Table 1: Statistics of the changes in chrF++ with COD on GPT-3.5-TURBO with 200 languages. 83.75% of the directions (335 out of 400) are improved. The advantage of COD clearly outweighs the disadvantage.

As shown in Table 1:

  • X-En (Translating into English): CoD improved performance for every single language tested (200/200).
  • En-X (Translating from English): CoD improved 135 out of 200 languages. Crucially, 71 of those improved by more than 5 points, which is a significant margin in translation metrics (chrF++).
  • Degradation: In the few cases where performance dropped, the decrease was usually minor compared to the massive gains in the successful cases.

Beating the Specialist Models

Perhaps the most impressive claim is how this general-purpose LLM (equipped with CoD) compares to models specifically trained for translation, such as NLLB (No Language Left Behind) by Meta.

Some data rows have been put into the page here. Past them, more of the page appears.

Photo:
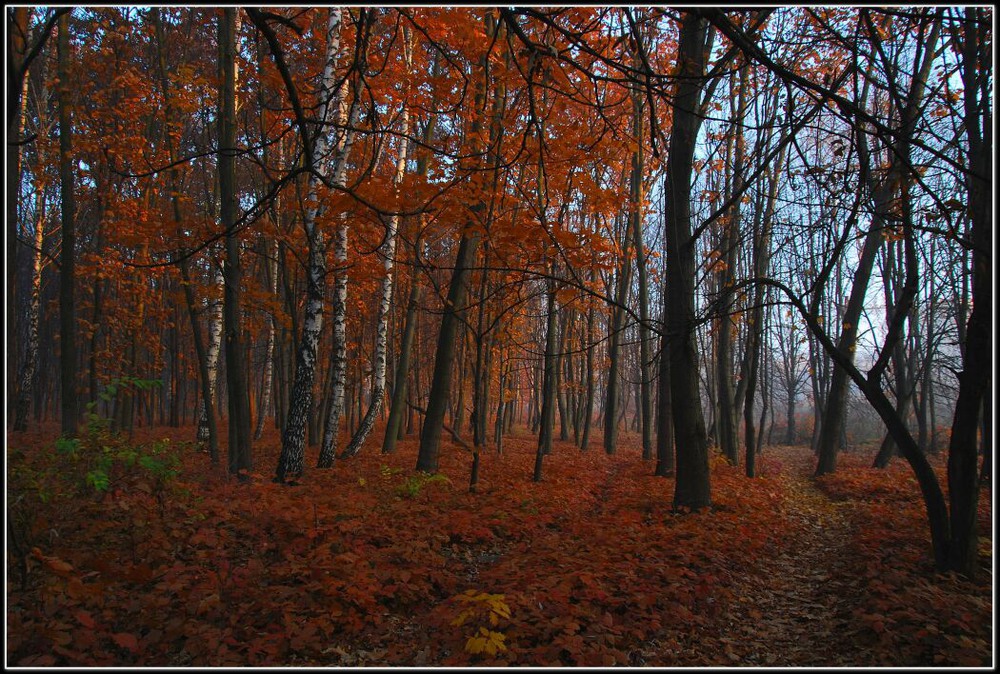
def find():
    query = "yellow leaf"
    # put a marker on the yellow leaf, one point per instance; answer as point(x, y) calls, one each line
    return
point(475, 645)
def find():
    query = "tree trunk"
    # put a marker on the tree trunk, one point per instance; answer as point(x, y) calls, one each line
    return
point(212, 359)
point(614, 348)
point(977, 363)
point(551, 361)
point(240, 441)
point(67, 259)
point(385, 298)
point(437, 402)
point(692, 487)
point(29, 365)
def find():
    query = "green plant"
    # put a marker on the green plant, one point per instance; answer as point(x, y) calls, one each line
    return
point(104, 456)
point(416, 482)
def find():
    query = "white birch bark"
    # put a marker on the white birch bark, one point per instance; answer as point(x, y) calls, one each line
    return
point(291, 461)
point(212, 357)
point(388, 252)
point(265, 393)
point(29, 366)
point(339, 306)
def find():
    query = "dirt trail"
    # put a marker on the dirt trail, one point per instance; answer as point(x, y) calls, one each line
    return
point(795, 608)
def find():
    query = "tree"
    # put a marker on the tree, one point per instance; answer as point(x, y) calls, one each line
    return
point(388, 252)
point(692, 487)
point(240, 439)
point(438, 396)
point(67, 256)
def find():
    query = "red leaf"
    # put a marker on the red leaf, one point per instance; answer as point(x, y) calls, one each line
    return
point(85, 619)
point(127, 641)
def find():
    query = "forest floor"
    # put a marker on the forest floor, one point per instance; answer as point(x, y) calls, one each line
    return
point(138, 552)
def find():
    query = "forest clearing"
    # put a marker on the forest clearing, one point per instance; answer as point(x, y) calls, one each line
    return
point(605, 336)
point(367, 564)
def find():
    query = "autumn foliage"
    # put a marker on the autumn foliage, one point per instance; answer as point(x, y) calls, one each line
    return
point(371, 564)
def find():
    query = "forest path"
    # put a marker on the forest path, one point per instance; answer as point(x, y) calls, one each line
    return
point(795, 607)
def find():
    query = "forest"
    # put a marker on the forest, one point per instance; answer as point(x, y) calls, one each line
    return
point(484, 336)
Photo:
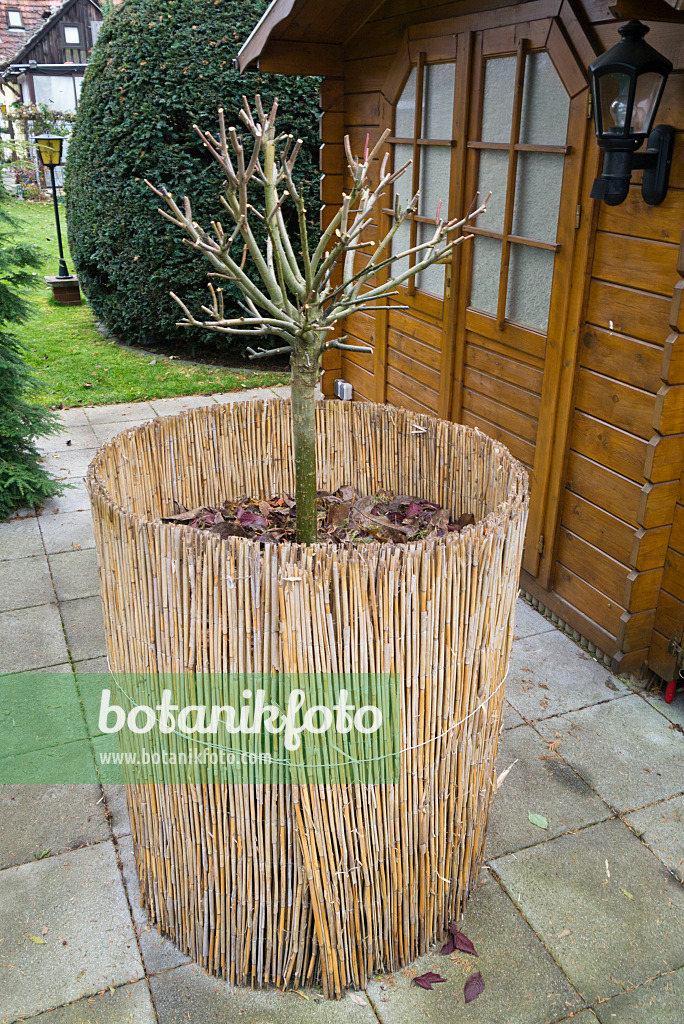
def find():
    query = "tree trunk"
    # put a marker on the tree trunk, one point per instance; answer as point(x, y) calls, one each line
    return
point(304, 379)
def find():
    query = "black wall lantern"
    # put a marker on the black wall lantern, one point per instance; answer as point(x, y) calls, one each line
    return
point(627, 86)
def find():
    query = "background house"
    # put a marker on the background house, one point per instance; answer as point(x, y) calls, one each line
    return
point(44, 50)
point(555, 330)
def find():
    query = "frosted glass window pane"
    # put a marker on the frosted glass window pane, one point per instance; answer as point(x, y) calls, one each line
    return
point(493, 175)
point(498, 100)
point(539, 179)
point(435, 165)
point(400, 242)
point(486, 267)
point(405, 109)
point(529, 280)
point(545, 103)
point(432, 279)
point(438, 100)
point(403, 185)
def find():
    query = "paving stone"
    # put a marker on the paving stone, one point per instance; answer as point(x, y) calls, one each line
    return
point(83, 626)
point(550, 675)
point(158, 953)
point(528, 622)
point(128, 1005)
point(626, 751)
point(73, 417)
point(544, 786)
point(673, 712)
point(115, 798)
point(658, 1001)
point(67, 531)
point(522, 983)
point(511, 717)
point(32, 638)
point(617, 941)
point(54, 818)
point(120, 413)
point(661, 827)
point(105, 431)
point(172, 407)
point(39, 710)
point(90, 942)
point(80, 436)
point(188, 994)
point(25, 583)
point(19, 539)
point(75, 573)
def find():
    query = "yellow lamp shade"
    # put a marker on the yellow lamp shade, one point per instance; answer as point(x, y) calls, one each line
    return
point(49, 150)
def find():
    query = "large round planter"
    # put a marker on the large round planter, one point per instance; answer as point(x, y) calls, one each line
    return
point(291, 884)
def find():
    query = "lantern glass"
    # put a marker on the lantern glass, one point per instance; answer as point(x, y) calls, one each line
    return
point(49, 147)
point(647, 94)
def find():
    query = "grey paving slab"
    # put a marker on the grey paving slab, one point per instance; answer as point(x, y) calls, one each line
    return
point(83, 626)
point(32, 638)
point(39, 710)
point(68, 531)
point(19, 539)
point(105, 431)
point(89, 943)
point(73, 417)
point(625, 928)
point(54, 818)
point(70, 439)
point(625, 750)
point(522, 983)
point(673, 712)
point(658, 1001)
point(172, 407)
point(25, 583)
point(528, 622)
point(661, 827)
point(540, 782)
point(158, 953)
point(75, 573)
point(128, 1005)
point(511, 718)
point(188, 994)
point(117, 807)
point(550, 675)
point(120, 413)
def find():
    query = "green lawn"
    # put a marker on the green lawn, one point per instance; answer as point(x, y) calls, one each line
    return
point(77, 367)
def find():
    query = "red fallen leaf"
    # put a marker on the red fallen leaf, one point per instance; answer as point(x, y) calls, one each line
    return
point(473, 987)
point(427, 980)
point(462, 941)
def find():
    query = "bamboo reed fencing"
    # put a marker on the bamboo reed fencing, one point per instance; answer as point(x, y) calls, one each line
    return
point(326, 883)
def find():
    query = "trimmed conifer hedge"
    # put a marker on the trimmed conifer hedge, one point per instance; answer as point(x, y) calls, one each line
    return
point(159, 68)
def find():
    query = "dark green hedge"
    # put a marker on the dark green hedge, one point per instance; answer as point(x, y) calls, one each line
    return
point(160, 67)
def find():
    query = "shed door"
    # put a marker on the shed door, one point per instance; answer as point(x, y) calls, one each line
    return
point(525, 139)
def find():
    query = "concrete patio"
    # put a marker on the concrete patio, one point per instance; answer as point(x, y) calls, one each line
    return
point(582, 921)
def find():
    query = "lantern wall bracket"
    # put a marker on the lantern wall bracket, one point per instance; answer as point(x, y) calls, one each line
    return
point(654, 161)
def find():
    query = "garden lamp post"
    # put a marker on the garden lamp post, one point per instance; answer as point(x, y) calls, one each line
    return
point(628, 82)
point(49, 148)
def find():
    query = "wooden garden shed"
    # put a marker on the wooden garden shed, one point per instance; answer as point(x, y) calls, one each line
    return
point(556, 330)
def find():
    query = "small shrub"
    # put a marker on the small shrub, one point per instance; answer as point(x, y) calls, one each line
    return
point(159, 68)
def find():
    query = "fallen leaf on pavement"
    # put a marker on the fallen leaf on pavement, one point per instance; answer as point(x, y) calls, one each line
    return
point(473, 987)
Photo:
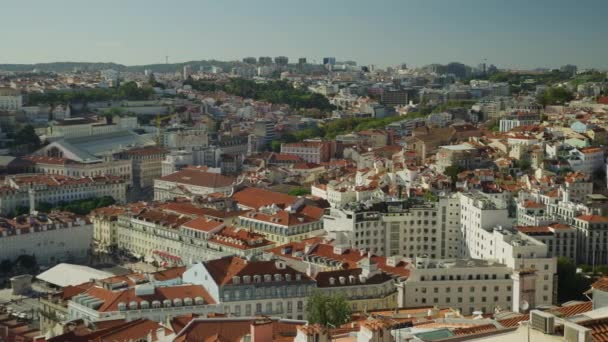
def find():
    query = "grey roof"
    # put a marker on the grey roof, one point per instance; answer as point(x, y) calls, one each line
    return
point(92, 147)
point(64, 275)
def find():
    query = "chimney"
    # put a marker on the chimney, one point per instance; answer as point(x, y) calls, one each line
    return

Table 5: Results of COD (based on GPT-3.5-TURBO) compared to SOTA translator NLLB with chrF++ scores on 200 languages from FLORES-200 full devtest set.

Table 5 reveals that while NLLB still holds an edge in translating out of English (En-X), CoD allows ChatGPT to actually surpass NLLB when translating into English (X-En). The CoD score of 66.12 beats NLLB’s 54.77. This suggests that for tasks involving understanding low-resource languages and bringing them into English, prompted LLMs are becoming a superior option to dedicated translation systems.

Case Study: Qualitative Analysis

Numbers tell one story, but actual text samples show us how the model improves. The paper provides several case studies where the standard model hallucinates or fails to grasp the topic, while CoD maintains fidelity.

Figure 3: A case study on translating from English into Kikongo with Latin script using GPT-4 throughout the cases. We highlight in green the words translated wrong by baselines but translated correctly by CoD.

In Figure 3, the task is to translate a sentence about Olympic medals into Kikongo.

  • Standard Prompt: The output (when back-translated) talks about “eight trees” and “congregations.” It has completely lost the plot.
  • Bilingual Prompt: Better, but it hallucinates “bubble to transport cargo.”
  • CoD Prompt: The translation accurately conveys “18 medals” and “medal podium.”

An interesting observation made by the authors is that CoD seems to “elicit” translation abilities even for words not explicitly in the dictionary chain. By setting the correct context and topic through the chain, the model activates the correct subset of its parameters for that language, improving the translation of the entire sentence, not just the keywords.

Conclusion and Implications

The “Chain-of-Dictionary” paper provides a compelling argument for the use of retrieval-augmented prompting in machine translation. Rather than accepting that LLMs are simply “bad” at low-resource languages, this research shows that the capability often exists within the model—it just needs the right key to unlock it.

Key Takeaways:

  1. Prior Knowledge is Key: Injecting dictionary definitions works better than few-shot examples for low-resource languages because dictionaries are easier to obtain and provide precise semantic grounding.
  2. Multilingualism helps Multilingualism: Chaining translations through high-resource languages (French, German) stabilizes the model’s understanding of low-resource languages.
  3. Training-Free Improvement: This method requires no fine-tuning or model updates. It is purely a prompting strategy that can be applied to any existing LLM.

As LLMs continue to grow, techniques like CoD will be essential for ensuring these technologies are accessible to speakers of all languages, not just the dominant ones. It bridges the gap between the static knowledge of a dictionary and the generative fluency of a Large Language Model.